Many people know that only females of the taiga tick (like many of its relatives) have to eat while tick males demonstrate practically absolute abstention. When taiga ticks are kept not in natural conditions for a long time, one can often see males that stick to hungry females: they replenish their moisture reserves owing to the hemolymphs of their females. This behavior of ticks is called homo-vampirism. By the way, in this case ticks can exchange various infectious agents.
The blood volume taken by the female depends directly on its “family” status: an unfertilized female stops eating and leaves the host. Meetings of males and females necessary for reproduction can take place not only on plants and soil cover, but also on the feeder: a male finds a feeding female and fixes on her with the help of his legs. The male remains in this position for several hours and even days. It is considered that the higher the number of ticks, the more frequent is their mating away from the host.
The taiga and European forest ticks are “champions” in the amount of blood they drink. They lay a record number of eggs, which can be more than 2.5 thousand. To compare, a less “skilful” vampire Ixodes trianguliceps lays only 350—500 eggs.
Different species of Ixodinae prefer different hunting strategies. Some of them lead the whole life in the “refuge” of hosts, be it a hole or a nest. Some prefer to wait for a victim in an ambush, climbing plants, brushwood, etc.
The taiga tick, for instance, not only waits for a potential feeder, but also moves in its direction. Sometimes it crawls to a distance of up to 5 m. In the process of evolution ticks have developed some characteristic poses and motions, which help them not to miss a host.
Ten main elementary behavioral acts have been described for the taiga tick. These include the rest pose in a shelter, scanning, attack on a feeder, and even leaving to a refuge. And if a taiga tick decides to “have a rest”, neither smells nor mechanical stimulation will make it “change its mind”. If, for some reasons, a tick “gets frightened”, it takes a lurking pose, that is, it pretends to be dead, coiling up all its limbs (Filippova, 1977; Balashov, 1982; Leonovich, 2005 et al.).
Much is known about ticks today: the efforts of several generations of researchers who have been trying to unravel their mysteries were not in vain.

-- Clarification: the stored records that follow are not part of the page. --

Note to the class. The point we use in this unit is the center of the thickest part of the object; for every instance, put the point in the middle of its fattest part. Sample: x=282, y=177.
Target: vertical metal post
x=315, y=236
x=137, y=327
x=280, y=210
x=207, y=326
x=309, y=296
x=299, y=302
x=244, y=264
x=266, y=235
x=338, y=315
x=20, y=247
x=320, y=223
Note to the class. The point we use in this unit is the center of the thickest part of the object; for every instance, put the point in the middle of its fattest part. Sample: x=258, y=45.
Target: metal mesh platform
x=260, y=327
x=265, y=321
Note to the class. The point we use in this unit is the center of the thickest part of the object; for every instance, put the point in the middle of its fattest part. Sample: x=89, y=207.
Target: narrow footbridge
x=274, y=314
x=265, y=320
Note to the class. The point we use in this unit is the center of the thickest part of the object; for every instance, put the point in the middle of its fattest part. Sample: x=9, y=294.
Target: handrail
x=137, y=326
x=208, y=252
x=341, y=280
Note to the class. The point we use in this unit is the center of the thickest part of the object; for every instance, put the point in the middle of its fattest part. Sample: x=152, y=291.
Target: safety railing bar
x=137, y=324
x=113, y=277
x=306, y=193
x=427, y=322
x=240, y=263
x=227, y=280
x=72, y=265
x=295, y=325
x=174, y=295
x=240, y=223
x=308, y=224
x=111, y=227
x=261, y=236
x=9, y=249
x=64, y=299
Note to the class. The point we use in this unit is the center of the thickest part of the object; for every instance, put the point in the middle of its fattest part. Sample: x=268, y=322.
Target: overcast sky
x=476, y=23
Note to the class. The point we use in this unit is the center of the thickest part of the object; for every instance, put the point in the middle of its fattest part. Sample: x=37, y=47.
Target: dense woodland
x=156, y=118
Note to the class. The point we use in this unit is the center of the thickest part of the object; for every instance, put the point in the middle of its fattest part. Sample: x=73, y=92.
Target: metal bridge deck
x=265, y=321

Nevertheless, nowadays these arthropods are still a threat to humans, although humans are a kind of ecologic “traps” for ticks. Instinctively, ticks react to humans as to any warm-blooded animal. This contact ends tragically more often for ticks than for humans.
Like all living creatures, ticks are vulnerable, and the reproductive instinct does not leave them any choice: the larger the prey, the more chances to eat their fill. At the same time, more “reasonable” humans can easily take precautions, which will spare trouble on either side.